Traditionalist Christianity can lend itself to self-righteous moralizing (as can any creed in the world including atheism, self-righteous moralizing being an activity that comes naturally to human beings); but it does not lend itself to intellectual preening, nor to privileging of one's own cultural blind spots. If you're going to tell yourself that you're superior to other people because you're smarter than they are, or if you're going to tell yourself that God belongs to the same political party you do...well, you can do that using Christianity, but only by some pretty heroic intellectual contortions. My own not-very-firmly-held opinion is that the liberalism of European "Christianity" (very loosely so called) is part of the same cultural phenomenon that causes European politicians to be largely dismissive of what the ordinary European voter wants (at least that's what it looks like from this side of the pond): elitism, which in America is heavily concentrated in academia and the media but has little real staying power when it comes to real political power, seems to be much more firmly in control in Europe. And Christianity is pretty severely antithetical to elitism -- unless you can talk yourself into proclaiming that the "real" meaning of the Christian texts is actually only accessible to an academic elite, which elite wields a methodology that frees them to ignore the original intent of the text and to read into it whatever preordained conclusion they desire. And that, if I may be uncharitable, is pretty much liberal "Christian" "scholarship" in a nutshell. (As a classics major whose professors equipped me with strong opinions about what constitutes responsible scholarship, my contempt for the pseudoscholarly tripe of the Rudolf Bultmanns and Elaine Pagelses of the world is felt much more deeply than is either common or charitable. Most conservative Christians have charity problems with the progressives because they're heretics; but the fact that they're heretics doesn't get me too upset because I have far too many delightful friends who happen to be either heretics or unbelievers. But the fact that they do "scholarshit" -- that REALLY pisses me off.)

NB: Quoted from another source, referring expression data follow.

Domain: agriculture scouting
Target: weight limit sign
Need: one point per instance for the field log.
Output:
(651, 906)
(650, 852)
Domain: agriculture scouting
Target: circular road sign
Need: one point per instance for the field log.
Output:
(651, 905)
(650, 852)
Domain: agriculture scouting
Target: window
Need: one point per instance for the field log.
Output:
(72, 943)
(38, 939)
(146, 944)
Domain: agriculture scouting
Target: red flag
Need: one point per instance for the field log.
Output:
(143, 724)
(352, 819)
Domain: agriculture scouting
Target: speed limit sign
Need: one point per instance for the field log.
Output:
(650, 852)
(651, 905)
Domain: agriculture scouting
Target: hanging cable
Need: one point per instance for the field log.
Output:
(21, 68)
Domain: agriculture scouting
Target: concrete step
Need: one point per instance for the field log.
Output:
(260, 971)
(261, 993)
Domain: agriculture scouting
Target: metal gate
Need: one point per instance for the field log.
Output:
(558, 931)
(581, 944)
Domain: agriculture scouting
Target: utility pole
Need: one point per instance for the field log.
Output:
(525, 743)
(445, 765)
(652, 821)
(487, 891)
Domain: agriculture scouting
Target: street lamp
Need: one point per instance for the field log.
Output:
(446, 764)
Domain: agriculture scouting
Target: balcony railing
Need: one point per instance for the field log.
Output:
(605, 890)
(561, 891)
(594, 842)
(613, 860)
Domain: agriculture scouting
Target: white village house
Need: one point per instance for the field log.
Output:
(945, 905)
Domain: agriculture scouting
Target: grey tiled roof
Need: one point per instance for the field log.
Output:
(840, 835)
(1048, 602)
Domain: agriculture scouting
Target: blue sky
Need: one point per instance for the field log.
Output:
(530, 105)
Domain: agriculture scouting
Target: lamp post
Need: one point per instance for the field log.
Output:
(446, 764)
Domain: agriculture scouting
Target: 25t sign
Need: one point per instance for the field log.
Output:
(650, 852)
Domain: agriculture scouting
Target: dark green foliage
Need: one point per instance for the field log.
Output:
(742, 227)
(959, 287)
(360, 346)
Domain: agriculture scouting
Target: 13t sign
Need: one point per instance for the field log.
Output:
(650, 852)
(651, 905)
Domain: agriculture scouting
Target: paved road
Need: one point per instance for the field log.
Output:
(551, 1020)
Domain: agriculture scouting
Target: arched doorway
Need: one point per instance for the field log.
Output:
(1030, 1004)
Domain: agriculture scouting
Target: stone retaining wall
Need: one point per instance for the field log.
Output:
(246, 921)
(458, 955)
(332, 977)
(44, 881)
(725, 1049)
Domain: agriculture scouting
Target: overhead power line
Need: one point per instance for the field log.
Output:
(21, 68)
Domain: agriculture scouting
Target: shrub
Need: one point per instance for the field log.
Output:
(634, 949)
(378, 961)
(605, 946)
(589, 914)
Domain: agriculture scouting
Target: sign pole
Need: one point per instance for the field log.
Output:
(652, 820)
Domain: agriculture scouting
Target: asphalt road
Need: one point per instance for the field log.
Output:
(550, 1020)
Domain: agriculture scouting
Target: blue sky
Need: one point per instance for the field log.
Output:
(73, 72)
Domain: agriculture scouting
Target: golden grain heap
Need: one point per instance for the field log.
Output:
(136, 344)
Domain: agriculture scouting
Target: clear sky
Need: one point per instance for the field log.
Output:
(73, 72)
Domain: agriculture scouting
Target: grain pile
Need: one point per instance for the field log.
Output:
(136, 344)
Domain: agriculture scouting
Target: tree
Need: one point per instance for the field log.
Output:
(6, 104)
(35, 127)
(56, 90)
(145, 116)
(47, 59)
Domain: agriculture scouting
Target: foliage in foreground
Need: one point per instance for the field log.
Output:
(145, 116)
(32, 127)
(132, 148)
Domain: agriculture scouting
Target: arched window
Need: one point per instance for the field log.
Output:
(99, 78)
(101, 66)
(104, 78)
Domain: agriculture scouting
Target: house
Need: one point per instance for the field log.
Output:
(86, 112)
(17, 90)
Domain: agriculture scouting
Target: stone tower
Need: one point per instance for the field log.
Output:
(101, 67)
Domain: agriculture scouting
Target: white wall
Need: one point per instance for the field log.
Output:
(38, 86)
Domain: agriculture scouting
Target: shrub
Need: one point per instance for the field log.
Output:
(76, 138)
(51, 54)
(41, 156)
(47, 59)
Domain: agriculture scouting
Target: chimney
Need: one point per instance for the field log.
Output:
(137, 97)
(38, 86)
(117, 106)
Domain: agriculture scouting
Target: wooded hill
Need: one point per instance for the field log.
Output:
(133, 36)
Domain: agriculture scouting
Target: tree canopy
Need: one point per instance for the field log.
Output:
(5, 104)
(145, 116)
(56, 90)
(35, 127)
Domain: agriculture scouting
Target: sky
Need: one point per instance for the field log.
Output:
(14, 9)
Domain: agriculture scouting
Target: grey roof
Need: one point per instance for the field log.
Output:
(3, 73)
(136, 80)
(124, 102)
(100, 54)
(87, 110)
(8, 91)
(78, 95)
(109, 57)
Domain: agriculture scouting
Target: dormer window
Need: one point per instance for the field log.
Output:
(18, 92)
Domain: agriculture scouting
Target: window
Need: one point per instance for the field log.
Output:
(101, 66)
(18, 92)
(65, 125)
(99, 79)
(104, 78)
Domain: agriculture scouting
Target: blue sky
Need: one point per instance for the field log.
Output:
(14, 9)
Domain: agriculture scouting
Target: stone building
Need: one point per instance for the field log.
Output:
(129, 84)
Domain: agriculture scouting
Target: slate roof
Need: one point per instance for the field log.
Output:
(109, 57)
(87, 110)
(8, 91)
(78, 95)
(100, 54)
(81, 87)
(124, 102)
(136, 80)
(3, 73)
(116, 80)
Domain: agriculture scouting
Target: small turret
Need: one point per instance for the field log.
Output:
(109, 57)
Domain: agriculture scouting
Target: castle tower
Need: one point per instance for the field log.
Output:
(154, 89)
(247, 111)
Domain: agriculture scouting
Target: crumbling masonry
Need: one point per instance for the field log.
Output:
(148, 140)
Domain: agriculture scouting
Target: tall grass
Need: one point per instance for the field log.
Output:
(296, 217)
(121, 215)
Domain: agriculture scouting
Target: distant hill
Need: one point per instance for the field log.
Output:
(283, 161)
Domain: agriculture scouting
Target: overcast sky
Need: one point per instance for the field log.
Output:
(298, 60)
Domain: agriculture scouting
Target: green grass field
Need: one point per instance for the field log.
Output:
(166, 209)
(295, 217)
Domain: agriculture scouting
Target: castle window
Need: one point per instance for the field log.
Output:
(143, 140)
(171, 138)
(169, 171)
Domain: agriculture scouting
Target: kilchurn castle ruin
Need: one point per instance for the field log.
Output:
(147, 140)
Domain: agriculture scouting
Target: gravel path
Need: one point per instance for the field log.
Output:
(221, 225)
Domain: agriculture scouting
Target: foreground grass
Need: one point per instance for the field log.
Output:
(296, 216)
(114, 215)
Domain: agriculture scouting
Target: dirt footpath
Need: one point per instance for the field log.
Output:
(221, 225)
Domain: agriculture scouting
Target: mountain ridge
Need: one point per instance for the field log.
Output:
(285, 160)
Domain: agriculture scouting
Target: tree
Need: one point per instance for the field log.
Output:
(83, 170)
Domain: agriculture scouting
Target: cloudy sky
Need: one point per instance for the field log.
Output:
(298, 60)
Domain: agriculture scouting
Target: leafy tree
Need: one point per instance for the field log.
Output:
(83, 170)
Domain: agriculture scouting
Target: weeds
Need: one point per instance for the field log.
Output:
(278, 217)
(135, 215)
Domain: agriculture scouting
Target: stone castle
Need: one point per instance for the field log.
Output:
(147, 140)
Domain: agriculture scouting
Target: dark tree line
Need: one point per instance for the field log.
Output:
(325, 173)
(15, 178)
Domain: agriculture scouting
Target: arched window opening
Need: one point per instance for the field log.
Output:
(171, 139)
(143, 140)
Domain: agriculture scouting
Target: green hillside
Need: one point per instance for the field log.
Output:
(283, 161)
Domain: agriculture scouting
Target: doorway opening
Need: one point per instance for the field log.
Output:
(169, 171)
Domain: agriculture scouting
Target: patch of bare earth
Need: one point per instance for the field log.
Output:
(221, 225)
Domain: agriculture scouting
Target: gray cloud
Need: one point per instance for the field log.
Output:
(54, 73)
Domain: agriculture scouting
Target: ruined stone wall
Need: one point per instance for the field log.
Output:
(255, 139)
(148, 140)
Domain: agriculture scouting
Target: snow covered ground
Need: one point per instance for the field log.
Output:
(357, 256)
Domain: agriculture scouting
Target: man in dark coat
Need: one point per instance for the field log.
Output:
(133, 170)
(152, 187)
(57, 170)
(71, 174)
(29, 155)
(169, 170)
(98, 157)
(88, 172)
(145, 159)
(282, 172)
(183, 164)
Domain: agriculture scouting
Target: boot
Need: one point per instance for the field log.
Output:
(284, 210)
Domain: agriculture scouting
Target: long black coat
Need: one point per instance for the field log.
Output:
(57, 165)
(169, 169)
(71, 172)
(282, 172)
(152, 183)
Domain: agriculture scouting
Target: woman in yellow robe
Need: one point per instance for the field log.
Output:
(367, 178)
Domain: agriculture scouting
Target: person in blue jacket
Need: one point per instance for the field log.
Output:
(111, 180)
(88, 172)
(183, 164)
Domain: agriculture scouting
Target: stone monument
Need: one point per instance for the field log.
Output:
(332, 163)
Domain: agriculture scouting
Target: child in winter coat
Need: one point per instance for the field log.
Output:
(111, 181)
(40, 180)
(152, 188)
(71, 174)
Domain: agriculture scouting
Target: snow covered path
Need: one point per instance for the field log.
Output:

Rudolf Bultmann is famous for having said something along the lines of, "Modern man, having seen the modern railway and [some other technological marvel], can no longer believe in miracles." (I don't remember the exact quote.) This is equivalent to saying, "Modern man thinks that the one is logically relevant to the other," which in turn is equivalent to saying, "Modern man has the approximate reasoning power of a brain-damaged cocker spaniel." Unfortunately for Bultmann and Spong (another progressive who has said for years that the Church has to throw out all its traditional teachings or else lose members), modern man is quite a bit more intelligent than they expected. Therefore when liberalism replaced the hard teachings of Christianity with the Spongian/Bultmannian equivalent, "What our culture says -- yeah, we agree with that, 100%"... Well, look at it this way. If you're just going to tell me what I already believe and what everybody else in my culture is already telling me, what do I need you for? The one indisputable result of the Episcopal Church's focus on "inclusivity" -- long defended by Episcopal Church politicians on the grounds that we had to "keep these people in the Church" -- is a cataclysmic collapse in the number of people who take the trouble to be included in the Episcopal Church of the U.S.A. I would imagine the dynamic in Europe was reasonably analogous, though there I am no expert.

Feel free to correct anything silly I've said about the European situation.

 
At 4:16 PM, Blogger Ken Pierce said...

Hey, I think I found the Bultmann quote. It's from his essay “The New Testament and Mythology:”

--

...the kerygma [message of the Gospel] is incredible to modern man...It is impossible to use electric light and the wireless and to avail ourselves of modern medical and surgical discoveries, and at the same time to believe in the New Testament world of spirits and miracles.